In Iraq the single largest source of fatalities was, for a number of months, 'Revenge Killings' of Ba'athist regime members by those that they had ruled over. I believe Strategypage covered this and that started in Nov/Dec 2005 and continued at least until Feb 2006.
A strange sort of Civil War that employs more people in legitimate jobs as it continues (starting to get close to European levels), raises the standard of living, boosts the economy by the sales of goods for the home, increases agricultural output until Iraq is now an agricultural exporting Nation, has gone over any pre-war production of oil per month for a number of months and is hitting hard limits on equipment capacity, has required new electrical generators as so many people now have electrical appliances that it is causing problems, and, in general, seems to be stabilizing the Nation. If *that* is a Civil War, then the world could use a few more of those...
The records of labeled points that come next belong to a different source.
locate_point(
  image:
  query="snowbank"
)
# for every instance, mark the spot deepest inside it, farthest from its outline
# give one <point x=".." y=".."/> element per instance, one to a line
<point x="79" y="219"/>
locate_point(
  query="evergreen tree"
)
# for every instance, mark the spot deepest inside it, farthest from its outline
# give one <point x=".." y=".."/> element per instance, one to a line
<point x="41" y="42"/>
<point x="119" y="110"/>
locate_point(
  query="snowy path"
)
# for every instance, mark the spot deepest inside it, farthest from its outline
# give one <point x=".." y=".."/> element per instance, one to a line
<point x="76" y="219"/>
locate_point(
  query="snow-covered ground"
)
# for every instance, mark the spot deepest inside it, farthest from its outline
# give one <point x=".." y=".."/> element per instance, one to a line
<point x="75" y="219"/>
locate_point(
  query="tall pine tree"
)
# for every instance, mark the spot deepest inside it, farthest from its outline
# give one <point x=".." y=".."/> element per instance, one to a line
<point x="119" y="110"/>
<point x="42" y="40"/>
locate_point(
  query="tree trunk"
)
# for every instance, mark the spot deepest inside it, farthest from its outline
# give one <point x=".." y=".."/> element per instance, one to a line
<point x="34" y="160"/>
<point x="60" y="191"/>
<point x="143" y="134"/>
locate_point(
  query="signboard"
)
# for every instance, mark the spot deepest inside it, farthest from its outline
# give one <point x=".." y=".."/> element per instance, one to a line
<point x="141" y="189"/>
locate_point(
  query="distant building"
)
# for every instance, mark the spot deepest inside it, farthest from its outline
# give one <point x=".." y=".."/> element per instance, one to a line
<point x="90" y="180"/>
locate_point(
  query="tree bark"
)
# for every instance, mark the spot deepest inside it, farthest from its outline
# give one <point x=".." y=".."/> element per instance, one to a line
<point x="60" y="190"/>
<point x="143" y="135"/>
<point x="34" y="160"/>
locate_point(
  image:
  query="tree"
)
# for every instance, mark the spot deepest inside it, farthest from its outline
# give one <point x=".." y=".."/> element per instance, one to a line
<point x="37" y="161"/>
Posted by: ajacksonian | July 08, 2006 at 02:47 PM
These smart guys are quick to bring up Vietnam, without any mention of how the US strategy adapted (painfully slowly) over time. From Westmoreland's abortive attempts to combat VC and NVA units directly, to Abram's strategy to build up the ARVN and defeat the VC through local forces. Abram's strategy was mostly successful, although too late for wavering US resolve. I'm very optimistic, since we applied the Abrams lesson (almost) from the very beginning in Iraq.